The calculations on this table are based on the concept that the volume content of the cylinder is proportional to the pressure displayed on the gauge. This concept is derived from the famous formula PV/T = constant, where P is pressure in the cylinder, V is the volume of the cylinder, and T is the temperature. As volume is a constant and temperature is usually constant in the hospital environment, the pressure gauge can provide an accurate reading for volume as well as for pressure. This is an appropriate application for oxygen, as its critical temperature is −119°C, and it is kept in a gaseous form in the cylinder. These calculations are rounded to the nearest lesser round values (e.g., 63.75 min rounded to 63 min). Although it may be tempting to make the estimated duration intentionally less by some value (e.g., 5 min) as a safety margin, this may cause some to overestimate this safety margin on the assumption that it may be forgotten in time, thus reintroducing the guessing factor in estimating the cylinder’s volume.

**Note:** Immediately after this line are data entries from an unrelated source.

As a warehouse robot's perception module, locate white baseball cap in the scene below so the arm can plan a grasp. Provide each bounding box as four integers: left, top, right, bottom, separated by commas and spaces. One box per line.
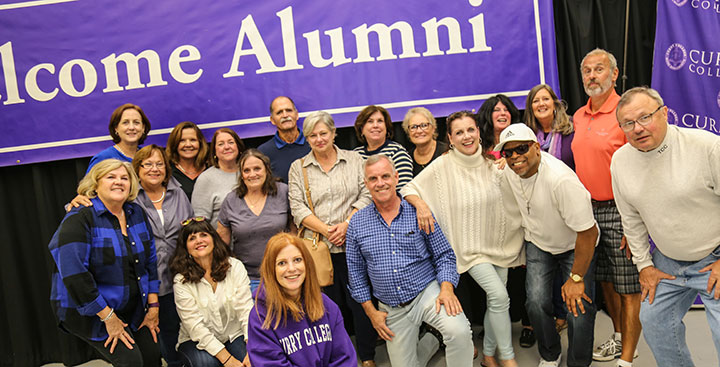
495, 123, 537, 151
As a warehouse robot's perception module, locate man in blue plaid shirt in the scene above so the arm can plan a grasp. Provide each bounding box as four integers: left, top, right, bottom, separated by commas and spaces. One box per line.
346, 154, 473, 367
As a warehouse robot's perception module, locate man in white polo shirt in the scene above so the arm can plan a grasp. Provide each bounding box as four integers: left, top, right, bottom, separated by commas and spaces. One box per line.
495, 124, 598, 367
610, 87, 720, 366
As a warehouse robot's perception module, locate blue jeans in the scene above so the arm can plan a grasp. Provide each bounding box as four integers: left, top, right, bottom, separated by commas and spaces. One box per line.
178, 336, 247, 367
158, 293, 182, 367
525, 242, 597, 367
468, 263, 515, 360
378, 281, 473, 367
640, 247, 720, 367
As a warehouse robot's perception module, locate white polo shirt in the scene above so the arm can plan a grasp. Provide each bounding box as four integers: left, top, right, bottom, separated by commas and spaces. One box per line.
504, 152, 600, 255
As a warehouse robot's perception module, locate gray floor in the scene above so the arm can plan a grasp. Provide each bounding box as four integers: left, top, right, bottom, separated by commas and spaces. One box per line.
45, 310, 718, 367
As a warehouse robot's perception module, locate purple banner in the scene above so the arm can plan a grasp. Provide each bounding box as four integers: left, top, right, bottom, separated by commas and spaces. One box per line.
0, 0, 559, 166
652, 0, 720, 134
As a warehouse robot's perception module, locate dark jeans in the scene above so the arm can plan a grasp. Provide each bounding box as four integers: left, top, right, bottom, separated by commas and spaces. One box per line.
323, 252, 377, 361
525, 242, 596, 367
76, 326, 160, 367
178, 336, 247, 367
158, 293, 182, 367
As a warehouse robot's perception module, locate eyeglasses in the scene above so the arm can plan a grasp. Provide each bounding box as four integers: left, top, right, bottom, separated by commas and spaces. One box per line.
619, 105, 665, 132
408, 122, 430, 131
182, 217, 207, 227
141, 162, 165, 170
500, 143, 532, 158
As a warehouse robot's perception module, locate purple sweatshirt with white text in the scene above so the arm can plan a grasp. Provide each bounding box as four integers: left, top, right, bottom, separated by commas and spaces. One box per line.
247, 289, 357, 367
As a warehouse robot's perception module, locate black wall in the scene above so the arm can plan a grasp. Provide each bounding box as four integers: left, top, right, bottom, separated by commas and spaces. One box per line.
0, 0, 656, 366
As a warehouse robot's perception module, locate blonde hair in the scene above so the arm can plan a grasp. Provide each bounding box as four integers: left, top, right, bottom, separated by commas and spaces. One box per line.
525, 84, 574, 135
77, 159, 140, 201
255, 233, 325, 329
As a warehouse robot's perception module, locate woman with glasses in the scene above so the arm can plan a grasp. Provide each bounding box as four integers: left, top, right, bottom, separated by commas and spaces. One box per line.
217, 149, 295, 293
525, 84, 575, 171
132, 144, 193, 367
48, 159, 160, 367
401, 111, 524, 367
516, 84, 575, 340
165, 121, 210, 200
170, 217, 253, 367
190, 127, 245, 226
402, 107, 449, 176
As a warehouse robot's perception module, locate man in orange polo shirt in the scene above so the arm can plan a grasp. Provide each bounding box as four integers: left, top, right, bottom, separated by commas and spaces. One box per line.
572, 49, 642, 366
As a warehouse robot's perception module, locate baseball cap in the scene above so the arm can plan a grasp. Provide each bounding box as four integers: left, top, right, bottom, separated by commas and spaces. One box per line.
495, 123, 537, 151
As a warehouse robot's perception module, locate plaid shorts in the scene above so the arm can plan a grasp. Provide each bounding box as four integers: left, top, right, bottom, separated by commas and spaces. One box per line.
593, 204, 641, 294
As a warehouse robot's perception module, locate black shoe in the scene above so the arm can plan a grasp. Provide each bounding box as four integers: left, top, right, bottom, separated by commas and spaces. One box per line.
520, 328, 535, 348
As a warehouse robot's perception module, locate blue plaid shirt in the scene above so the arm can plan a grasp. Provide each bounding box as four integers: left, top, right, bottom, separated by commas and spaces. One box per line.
48, 198, 159, 340
345, 199, 460, 307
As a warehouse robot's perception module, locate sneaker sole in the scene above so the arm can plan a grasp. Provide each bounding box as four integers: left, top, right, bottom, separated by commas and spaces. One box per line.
593, 354, 620, 362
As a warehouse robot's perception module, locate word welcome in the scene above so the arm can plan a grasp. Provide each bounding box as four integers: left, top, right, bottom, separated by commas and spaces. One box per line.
0, 6, 492, 105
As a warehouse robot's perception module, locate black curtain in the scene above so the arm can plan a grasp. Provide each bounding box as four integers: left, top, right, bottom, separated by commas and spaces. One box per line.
0, 0, 656, 366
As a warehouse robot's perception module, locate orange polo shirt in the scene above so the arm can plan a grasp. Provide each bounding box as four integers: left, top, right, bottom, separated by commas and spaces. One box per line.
572, 89, 627, 201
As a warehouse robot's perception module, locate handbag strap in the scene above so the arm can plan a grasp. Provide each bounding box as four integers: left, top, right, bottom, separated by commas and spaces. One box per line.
298, 158, 319, 244
300, 158, 315, 215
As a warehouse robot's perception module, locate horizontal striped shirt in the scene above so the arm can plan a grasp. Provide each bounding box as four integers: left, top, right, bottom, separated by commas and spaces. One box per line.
345, 200, 460, 306
48, 198, 159, 340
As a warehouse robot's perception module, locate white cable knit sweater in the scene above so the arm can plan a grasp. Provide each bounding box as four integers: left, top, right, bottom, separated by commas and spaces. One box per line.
401, 150, 525, 273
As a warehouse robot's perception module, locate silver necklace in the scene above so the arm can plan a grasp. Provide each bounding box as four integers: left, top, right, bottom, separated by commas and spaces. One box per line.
520, 173, 538, 214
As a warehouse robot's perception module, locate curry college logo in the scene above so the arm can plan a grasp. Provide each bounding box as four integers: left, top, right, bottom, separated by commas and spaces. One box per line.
665, 43, 687, 70
668, 108, 676, 125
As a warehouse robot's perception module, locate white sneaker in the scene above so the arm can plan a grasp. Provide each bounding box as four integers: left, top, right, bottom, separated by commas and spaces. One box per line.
593, 335, 622, 361
538, 354, 562, 367
593, 335, 639, 361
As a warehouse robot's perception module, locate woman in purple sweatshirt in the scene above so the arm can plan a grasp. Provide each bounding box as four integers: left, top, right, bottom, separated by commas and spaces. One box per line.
247, 233, 357, 367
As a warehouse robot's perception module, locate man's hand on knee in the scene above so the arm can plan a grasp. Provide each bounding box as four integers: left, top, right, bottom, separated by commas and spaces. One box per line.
640, 266, 675, 304
700, 260, 720, 299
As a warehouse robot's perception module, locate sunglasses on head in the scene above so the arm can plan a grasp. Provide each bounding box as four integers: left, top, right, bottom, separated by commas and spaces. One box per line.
182, 217, 206, 227
500, 143, 532, 158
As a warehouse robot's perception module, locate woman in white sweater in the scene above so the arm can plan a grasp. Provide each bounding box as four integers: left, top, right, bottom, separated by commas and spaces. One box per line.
402, 111, 525, 367
170, 217, 253, 367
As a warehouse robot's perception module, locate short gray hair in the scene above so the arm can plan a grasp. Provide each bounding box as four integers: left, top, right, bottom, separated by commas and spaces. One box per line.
363, 153, 397, 174
615, 86, 665, 121
580, 48, 617, 72
303, 111, 335, 137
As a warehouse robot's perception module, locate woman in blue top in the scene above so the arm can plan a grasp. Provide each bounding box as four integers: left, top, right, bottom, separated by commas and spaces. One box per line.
48, 159, 160, 367
66, 103, 150, 210
86, 103, 150, 173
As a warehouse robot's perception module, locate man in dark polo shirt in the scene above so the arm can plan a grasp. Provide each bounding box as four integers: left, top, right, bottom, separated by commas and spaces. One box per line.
258, 96, 310, 183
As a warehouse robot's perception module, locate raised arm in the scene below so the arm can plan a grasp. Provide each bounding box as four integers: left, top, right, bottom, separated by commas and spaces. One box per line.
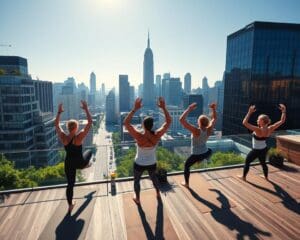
77, 100, 93, 143
54, 103, 66, 145
243, 105, 259, 131
123, 98, 142, 139
269, 104, 286, 132
155, 97, 172, 137
207, 103, 217, 135
179, 103, 198, 134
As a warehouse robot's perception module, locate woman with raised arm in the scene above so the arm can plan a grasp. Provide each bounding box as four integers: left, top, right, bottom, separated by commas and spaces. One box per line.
179, 103, 217, 188
55, 101, 93, 213
124, 97, 171, 204
239, 104, 286, 181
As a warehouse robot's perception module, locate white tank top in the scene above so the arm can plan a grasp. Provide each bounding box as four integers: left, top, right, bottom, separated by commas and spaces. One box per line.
135, 145, 157, 166
191, 129, 208, 155
252, 133, 267, 149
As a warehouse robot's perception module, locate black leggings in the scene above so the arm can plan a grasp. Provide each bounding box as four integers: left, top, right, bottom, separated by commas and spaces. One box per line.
133, 163, 159, 198
65, 150, 92, 205
243, 147, 268, 178
184, 148, 212, 184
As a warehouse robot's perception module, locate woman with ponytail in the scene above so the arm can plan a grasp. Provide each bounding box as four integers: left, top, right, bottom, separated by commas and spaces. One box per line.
124, 97, 171, 204
239, 104, 286, 181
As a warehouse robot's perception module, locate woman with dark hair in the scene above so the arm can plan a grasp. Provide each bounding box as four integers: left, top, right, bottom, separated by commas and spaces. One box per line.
179, 103, 217, 188
239, 104, 286, 181
55, 101, 93, 213
124, 97, 171, 204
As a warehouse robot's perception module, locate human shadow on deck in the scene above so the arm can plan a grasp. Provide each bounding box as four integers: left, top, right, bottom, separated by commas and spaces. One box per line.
189, 188, 271, 239
55, 191, 96, 240
138, 199, 164, 240
248, 181, 300, 214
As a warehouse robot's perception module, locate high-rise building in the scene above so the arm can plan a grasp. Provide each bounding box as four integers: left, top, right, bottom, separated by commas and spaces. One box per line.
143, 33, 155, 109
33, 80, 53, 113
100, 83, 106, 105
0, 56, 58, 168
223, 22, 300, 135
201, 77, 210, 114
155, 75, 161, 97
138, 83, 144, 97
90, 72, 96, 94
88, 72, 96, 111
202, 77, 209, 89
184, 73, 192, 94
129, 86, 135, 106
161, 73, 171, 99
119, 75, 130, 112
105, 89, 118, 125
183, 94, 203, 118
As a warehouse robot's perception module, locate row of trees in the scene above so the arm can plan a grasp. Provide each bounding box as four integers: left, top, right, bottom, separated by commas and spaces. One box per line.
0, 154, 84, 191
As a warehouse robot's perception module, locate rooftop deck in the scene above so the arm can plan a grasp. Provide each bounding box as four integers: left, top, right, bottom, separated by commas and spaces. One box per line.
0, 163, 300, 240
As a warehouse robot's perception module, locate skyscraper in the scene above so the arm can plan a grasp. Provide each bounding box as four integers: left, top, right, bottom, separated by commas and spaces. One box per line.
0, 56, 58, 168
90, 72, 96, 94
33, 80, 53, 113
143, 33, 155, 109
223, 22, 300, 135
105, 89, 118, 125
119, 75, 130, 112
165, 78, 182, 106
129, 86, 135, 106
202, 77, 209, 89
155, 75, 161, 97
184, 73, 192, 94
89, 72, 96, 111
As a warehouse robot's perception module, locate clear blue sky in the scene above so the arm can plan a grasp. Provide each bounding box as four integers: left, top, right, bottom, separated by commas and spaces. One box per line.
0, 0, 300, 89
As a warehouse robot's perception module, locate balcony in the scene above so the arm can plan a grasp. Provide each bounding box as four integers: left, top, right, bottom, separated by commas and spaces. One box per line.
0, 132, 300, 240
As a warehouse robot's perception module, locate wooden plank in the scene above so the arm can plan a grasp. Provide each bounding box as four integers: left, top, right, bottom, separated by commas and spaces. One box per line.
235, 174, 282, 203
222, 178, 296, 239
123, 191, 179, 240
163, 181, 218, 239
173, 173, 235, 213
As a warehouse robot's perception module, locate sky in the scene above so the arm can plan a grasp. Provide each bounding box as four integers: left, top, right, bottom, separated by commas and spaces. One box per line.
0, 0, 300, 89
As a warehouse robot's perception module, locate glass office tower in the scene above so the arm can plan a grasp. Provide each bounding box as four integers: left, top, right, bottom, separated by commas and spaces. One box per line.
222, 22, 300, 135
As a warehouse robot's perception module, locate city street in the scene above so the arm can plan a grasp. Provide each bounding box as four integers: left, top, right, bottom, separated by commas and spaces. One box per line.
82, 120, 116, 182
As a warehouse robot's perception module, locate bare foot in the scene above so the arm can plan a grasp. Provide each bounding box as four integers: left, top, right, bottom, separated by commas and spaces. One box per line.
259, 175, 270, 182
132, 196, 141, 205
237, 175, 247, 182
69, 201, 76, 213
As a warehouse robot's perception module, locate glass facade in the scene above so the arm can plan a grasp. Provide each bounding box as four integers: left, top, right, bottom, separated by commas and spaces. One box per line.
222, 22, 300, 135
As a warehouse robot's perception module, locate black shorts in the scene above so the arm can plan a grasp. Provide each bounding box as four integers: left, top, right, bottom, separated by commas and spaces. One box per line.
133, 162, 156, 172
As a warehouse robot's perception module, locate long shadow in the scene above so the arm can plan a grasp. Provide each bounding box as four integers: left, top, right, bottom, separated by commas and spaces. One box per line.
55, 191, 96, 240
138, 199, 165, 240
280, 165, 299, 172
248, 181, 300, 214
189, 188, 271, 239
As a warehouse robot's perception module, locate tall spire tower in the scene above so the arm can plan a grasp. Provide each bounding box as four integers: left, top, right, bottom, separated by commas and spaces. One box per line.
143, 30, 155, 109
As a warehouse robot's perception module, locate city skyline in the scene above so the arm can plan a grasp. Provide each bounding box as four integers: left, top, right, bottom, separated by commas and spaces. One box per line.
0, 0, 300, 90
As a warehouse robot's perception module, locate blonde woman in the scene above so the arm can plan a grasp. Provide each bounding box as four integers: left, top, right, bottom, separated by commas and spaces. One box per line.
124, 97, 171, 204
239, 104, 286, 181
55, 101, 93, 213
179, 103, 217, 188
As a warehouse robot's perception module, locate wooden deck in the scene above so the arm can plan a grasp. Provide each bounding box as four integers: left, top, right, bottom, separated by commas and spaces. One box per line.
0, 163, 300, 240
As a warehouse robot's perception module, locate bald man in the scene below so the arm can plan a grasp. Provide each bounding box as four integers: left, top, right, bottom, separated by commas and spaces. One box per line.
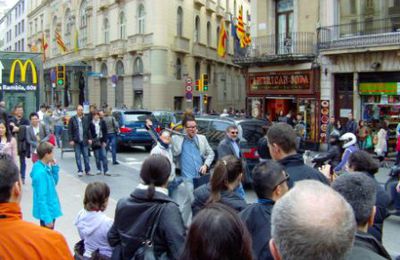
269, 180, 356, 260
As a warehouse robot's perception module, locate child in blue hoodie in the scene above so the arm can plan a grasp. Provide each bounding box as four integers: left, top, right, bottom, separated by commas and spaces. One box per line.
31, 142, 62, 229
75, 182, 113, 259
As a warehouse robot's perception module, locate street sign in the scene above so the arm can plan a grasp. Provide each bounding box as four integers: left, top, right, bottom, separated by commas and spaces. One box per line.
0, 61, 4, 84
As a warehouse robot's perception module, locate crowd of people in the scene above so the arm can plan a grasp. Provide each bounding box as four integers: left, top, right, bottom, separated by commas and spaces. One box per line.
0, 106, 400, 260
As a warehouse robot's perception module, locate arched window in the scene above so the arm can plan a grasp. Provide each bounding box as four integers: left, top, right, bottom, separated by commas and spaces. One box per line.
115, 60, 125, 76
133, 57, 143, 74
194, 16, 200, 42
119, 12, 126, 39
194, 62, 200, 80
79, 0, 88, 47
207, 22, 211, 46
176, 6, 183, 36
138, 4, 146, 34
176, 58, 182, 80
103, 18, 110, 44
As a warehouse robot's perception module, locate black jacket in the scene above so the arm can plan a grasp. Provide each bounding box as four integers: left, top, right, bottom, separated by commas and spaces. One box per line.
240, 201, 274, 260
89, 120, 107, 143
348, 231, 391, 259
218, 137, 242, 160
365, 173, 391, 242
279, 154, 328, 188
192, 184, 247, 216
68, 115, 91, 145
108, 189, 185, 259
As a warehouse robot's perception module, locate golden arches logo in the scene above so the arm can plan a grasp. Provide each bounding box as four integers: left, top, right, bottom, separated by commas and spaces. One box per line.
10, 59, 37, 84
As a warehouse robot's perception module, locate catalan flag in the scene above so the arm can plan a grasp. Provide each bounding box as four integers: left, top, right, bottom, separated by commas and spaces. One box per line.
40, 32, 49, 62
217, 19, 228, 57
55, 31, 68, 53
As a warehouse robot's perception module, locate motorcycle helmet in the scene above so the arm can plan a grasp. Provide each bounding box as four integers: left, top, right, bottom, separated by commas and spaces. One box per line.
340, 133, 357, 149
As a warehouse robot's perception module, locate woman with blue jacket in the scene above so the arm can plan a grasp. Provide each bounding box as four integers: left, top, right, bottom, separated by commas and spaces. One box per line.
31, 142, 62, 229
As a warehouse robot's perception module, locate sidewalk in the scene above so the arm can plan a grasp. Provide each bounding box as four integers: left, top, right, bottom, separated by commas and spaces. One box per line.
21, 159, 116, 252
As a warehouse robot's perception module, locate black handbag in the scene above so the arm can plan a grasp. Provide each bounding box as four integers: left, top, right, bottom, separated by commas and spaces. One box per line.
131, 204, 164, 260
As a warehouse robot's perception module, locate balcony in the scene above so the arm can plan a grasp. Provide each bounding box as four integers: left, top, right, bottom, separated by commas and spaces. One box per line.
126, 33, 153, 52
193, 42, 207, 58
318, 16, 400, 51
233, 32, 316, 65
206, 0, 217, 13
173, 36, 190, 54
110, 39, 127, 56
95, 43, 110, 58
193, 0, 206, 7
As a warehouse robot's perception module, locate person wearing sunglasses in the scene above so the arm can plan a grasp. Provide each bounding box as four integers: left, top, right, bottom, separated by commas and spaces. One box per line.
240, 160, 289, 259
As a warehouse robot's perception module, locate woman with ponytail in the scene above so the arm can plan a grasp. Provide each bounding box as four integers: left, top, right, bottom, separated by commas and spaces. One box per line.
192, 155, 247, 215
108, 155, 185, 259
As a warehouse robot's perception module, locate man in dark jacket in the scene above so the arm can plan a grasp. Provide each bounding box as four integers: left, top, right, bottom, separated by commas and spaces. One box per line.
267, 123, 328, 188
68, 105, 93, 177
332, 173, 391, 259
240, 160, 289, 260
10, 105, 31, 184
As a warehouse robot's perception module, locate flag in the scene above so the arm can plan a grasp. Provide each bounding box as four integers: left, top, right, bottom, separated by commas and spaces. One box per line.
217, 19, 228, 57
236, 6, 251, 48
74, 28, 79, 52
55, 31, 68, 53
40, 32, 49, 62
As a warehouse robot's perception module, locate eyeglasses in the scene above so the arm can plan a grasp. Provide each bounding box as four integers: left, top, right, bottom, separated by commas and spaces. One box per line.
274, 172, 290, 190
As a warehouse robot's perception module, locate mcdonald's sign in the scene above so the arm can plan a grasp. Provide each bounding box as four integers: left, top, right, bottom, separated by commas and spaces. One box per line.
10, 59, 37, 84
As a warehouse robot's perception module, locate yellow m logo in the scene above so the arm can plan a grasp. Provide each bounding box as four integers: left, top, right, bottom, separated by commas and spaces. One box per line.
10, 59, 37, 84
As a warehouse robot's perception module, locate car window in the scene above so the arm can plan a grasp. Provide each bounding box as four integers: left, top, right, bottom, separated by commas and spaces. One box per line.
206, 121, 232, 145
239, 122, 264, 145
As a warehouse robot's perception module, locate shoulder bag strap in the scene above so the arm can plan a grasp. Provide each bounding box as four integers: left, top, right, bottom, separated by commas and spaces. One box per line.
146, 204, 166, 242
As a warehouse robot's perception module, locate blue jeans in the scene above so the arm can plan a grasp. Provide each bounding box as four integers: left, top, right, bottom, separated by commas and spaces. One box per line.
54, 125, 64, 147
107, 134, 117, 163
74, 142, 90, 173
19, 154, 26, 180
93, 147, 108, 173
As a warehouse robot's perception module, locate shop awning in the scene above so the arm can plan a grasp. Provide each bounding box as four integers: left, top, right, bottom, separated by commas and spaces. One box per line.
359, 82, 400, 95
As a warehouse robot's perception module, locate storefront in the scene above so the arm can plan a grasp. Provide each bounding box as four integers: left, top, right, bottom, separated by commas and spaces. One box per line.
246, 69, 319, 144
359, 72, 400, 151
0, 52, 42, 115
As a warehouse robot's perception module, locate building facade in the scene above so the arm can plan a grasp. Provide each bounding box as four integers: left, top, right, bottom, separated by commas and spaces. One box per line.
318, 0, 400, 149
0, 0, 27, 52
235, 0, 320, 144
28, 0, 250, 111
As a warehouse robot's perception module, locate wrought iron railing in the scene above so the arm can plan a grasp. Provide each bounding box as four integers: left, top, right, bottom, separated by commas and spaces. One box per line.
318, 16, 400, 50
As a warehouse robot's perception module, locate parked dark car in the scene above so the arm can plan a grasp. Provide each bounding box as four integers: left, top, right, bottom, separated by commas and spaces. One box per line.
113, 110, 158, 151
175, 116, 265, 184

It is important to note that at other institutions, the E cylinder contains 679 liters, or have new BOC oxygen E cylinders that contain only 643 liters, which will overestimate the content by 6%, therefore carrying the risk of earlier unexpected running out of oxygen.
Thus, the reader should be aware that the table is based on cylinders with a volume of 680 liters, and departments may have to recalculate the numbers based on the volume of oxygen in the E cylinders at their hospital.
So I suggest that the best procedure is to look at the label on the cylinder and check how long it will last at the selected flow rate.